Notons que, même si ce qui précède est incontestable, seuls ceux qui ont la chance d'habiter en Occident et bien plus encore en Europe peuvent publiquement faire ce type de procès sans courir le risque de récolter quelques fâcheux petits ennuis de santé ou de liberté…
Les oppositions politiques ne s'en privent pas au point d'apparaître régulièrement en total décalage des réalités tant l'idéologie, la démagogie électoraliste les aveuglent jusqu'à les discréditer.
Gardons bien en mémoire que la liberté gagnée de haute lutte et, il est vrai aussi, d'actes plus que détestables, de guerres inutiles et autres massacres inqualifiables n'est pas chose indéfiniment acquise, n'est pas garantie à tout jamais et, pourquoi le nier, que l'indécente Europe, phare d'un Occident décadent, pourrait connaître, en boomerang, les diktats de nouvelles puissances affichant subitement "nos" propres travers d'éternels donneurs de leçons… aux autres, sauf qu'en ce cas précis, nous serions... les autres!.

Néanmoins et en Conclusion

Paradoxalement, l'obsession des dirigeants politiques à poursuivre la construction européenne, type Tour de Babel, sera probablement, en temps de mondialisation accélérée, non pas la garantie de peser en tant que puissance parmi les (vraies) puissances mais, a contrario, de subir un déclassement collectif d'autant plus rapide que ses dirigeants ne défendent la pertinence, le besoin de l'adhésion  à l'UE que par des visées électoralistes, démagogiques exclusivement nationales.
Cette Europe technocratique actuelle n'est en rien, des dizaines d'années plus tard, le résultat du projet initial d'une fédération d'Etats à l'instar de ce qui aurait dû être les Etats-Unis d'Europe, ainsi que le défend encore et toujours Mr V. Giscard d'Estaing.

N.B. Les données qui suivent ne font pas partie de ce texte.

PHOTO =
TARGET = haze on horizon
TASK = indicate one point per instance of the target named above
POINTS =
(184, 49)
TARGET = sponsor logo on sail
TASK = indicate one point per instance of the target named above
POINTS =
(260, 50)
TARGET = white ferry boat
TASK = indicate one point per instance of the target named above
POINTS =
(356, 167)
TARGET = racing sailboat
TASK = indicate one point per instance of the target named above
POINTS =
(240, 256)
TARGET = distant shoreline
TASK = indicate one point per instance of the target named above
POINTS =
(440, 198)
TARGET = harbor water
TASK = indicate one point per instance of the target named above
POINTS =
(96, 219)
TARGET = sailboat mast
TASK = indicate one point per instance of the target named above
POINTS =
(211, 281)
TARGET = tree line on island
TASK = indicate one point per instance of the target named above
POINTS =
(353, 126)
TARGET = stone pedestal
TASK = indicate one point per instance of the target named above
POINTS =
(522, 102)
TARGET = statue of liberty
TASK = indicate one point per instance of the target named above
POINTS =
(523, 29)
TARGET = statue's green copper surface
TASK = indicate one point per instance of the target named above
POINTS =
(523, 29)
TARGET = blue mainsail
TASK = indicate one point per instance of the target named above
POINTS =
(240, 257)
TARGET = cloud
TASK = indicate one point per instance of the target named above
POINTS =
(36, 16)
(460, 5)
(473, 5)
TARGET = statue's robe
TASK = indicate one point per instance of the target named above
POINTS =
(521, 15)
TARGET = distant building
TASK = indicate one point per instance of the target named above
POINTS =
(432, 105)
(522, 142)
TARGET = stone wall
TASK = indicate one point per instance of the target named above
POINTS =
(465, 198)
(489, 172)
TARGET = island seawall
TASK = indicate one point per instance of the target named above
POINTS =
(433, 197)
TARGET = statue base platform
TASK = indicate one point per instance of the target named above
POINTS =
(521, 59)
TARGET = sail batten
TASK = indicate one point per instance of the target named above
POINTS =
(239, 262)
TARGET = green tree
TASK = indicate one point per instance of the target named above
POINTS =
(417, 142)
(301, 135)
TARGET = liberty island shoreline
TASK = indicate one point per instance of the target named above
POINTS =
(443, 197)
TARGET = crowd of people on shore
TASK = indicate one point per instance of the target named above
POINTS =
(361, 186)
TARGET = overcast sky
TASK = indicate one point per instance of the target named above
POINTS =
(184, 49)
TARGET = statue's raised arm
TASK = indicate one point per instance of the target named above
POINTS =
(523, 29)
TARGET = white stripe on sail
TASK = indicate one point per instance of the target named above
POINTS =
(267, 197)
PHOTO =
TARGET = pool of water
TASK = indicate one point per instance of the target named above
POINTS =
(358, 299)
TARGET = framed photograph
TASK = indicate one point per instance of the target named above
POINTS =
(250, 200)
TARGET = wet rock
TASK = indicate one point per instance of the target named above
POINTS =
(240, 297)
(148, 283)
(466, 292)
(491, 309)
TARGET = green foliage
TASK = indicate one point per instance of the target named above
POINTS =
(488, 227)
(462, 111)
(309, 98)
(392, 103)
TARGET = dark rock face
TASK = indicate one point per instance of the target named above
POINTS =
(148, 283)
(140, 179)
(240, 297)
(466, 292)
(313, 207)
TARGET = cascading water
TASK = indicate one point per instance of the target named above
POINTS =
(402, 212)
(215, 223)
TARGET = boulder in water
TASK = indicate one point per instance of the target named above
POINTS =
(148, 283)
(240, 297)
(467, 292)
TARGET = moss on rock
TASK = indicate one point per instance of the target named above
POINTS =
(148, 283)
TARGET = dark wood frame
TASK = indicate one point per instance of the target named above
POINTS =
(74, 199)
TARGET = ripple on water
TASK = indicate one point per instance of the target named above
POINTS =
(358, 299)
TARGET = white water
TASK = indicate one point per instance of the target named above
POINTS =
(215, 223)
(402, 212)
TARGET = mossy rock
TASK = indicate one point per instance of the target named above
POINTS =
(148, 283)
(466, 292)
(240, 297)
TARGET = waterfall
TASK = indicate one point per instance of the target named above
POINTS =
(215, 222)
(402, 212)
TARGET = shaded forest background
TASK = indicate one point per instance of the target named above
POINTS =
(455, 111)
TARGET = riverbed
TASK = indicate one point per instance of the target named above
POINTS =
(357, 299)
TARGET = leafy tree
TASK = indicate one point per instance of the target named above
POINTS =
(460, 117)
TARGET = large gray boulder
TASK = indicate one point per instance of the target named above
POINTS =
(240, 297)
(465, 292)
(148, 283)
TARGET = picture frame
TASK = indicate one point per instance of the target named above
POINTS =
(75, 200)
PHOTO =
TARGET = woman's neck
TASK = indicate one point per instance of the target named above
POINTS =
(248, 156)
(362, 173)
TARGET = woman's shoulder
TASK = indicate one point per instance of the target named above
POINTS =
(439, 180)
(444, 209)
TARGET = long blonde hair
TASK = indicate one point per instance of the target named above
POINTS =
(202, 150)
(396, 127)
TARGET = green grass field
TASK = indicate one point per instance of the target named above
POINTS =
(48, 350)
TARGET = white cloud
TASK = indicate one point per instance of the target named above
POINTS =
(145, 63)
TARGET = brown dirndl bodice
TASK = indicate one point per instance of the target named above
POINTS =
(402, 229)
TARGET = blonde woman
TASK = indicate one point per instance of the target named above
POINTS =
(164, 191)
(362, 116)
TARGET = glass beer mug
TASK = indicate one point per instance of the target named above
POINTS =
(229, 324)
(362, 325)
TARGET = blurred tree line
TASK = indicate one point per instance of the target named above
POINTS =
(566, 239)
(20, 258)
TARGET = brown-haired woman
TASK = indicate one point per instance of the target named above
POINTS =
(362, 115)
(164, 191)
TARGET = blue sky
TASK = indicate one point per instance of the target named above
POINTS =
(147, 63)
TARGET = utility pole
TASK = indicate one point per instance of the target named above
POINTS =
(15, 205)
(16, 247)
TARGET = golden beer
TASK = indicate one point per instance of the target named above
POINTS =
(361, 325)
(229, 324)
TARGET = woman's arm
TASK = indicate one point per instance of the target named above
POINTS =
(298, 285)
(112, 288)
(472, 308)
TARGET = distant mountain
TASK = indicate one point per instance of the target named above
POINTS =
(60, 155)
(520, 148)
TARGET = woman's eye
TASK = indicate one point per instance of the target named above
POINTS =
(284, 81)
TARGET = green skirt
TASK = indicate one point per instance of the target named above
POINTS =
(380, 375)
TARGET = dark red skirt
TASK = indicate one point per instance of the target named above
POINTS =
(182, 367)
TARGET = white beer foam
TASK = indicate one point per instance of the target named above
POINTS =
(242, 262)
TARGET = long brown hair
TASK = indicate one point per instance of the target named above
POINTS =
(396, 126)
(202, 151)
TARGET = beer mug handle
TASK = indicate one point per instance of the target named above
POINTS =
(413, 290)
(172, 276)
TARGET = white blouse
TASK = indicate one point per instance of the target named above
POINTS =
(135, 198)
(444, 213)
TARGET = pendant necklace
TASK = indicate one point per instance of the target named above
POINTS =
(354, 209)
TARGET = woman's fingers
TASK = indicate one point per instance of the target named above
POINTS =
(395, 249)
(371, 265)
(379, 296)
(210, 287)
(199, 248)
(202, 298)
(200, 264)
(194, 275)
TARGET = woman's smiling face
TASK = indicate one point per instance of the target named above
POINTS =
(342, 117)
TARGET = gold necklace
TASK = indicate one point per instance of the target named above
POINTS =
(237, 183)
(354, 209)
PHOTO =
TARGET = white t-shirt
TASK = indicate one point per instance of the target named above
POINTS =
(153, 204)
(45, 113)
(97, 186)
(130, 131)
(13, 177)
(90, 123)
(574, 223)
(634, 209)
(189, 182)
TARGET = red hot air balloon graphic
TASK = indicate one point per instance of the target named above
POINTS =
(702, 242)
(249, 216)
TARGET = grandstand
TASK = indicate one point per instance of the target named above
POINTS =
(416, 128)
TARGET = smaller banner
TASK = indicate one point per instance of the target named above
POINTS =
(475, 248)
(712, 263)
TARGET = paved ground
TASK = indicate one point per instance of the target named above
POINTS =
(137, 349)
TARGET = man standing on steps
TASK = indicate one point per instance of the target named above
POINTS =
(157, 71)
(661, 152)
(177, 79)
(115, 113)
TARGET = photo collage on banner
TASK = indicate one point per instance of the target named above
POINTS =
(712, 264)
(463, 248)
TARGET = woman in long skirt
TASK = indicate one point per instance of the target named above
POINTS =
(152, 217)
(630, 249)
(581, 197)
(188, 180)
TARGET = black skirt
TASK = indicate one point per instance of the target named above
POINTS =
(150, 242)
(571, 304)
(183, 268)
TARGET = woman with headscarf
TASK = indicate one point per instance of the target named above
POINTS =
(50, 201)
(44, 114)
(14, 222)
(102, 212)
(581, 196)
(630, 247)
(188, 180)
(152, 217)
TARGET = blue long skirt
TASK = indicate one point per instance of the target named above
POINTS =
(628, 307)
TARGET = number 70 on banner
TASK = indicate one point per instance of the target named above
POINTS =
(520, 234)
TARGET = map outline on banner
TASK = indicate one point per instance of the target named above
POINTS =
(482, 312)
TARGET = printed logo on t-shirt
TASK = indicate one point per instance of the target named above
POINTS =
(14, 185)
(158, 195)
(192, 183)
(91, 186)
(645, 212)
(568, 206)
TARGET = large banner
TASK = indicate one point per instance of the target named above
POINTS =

La propagande des dirigeants nationaux qui prétendent que l'Europe, cette Europe, est la seule réponse aux dérives nationalistes, pour ne pas dire fascistes ou communautaires et "religieuses" au travers d'une intégration à marche forcée alors même que l'on constate partout que le recul des valeurs fondamentalement européennes concédé par ces mêmes dirigeants au nom d'un supposé "vivre ensemble" qui, de facto, ne fait que séparer les citoyens en vertu des seules valeurs de leurs propres communautés jusqu'à, pour certains, la prévalence de leurs us et coutumes sur les lois pour tous et… toutes.
A terme, cela signifiera, si rien ne change, l'éclatement de l'Union européenne et le retour aux Etats-nations même si cela prendra du temps car il ne faudra pas compter sur nos dirigeants pour revenir au temps où chacun d'entre eux avait à assumer la seule responsabilité des choix et orientations nationales, tant il est "confortable" pour eux de pouvoir s'abriter derrière des règlements et lois made in UE pour faire appliquer, dans chacun des pays membres, des lois et règlements qu'ils n'auraient pas osé promulguer au vu des risques de tensions mais, surtout, de défaite aux seules élections qui les préoccupent, à savoir les nationales!.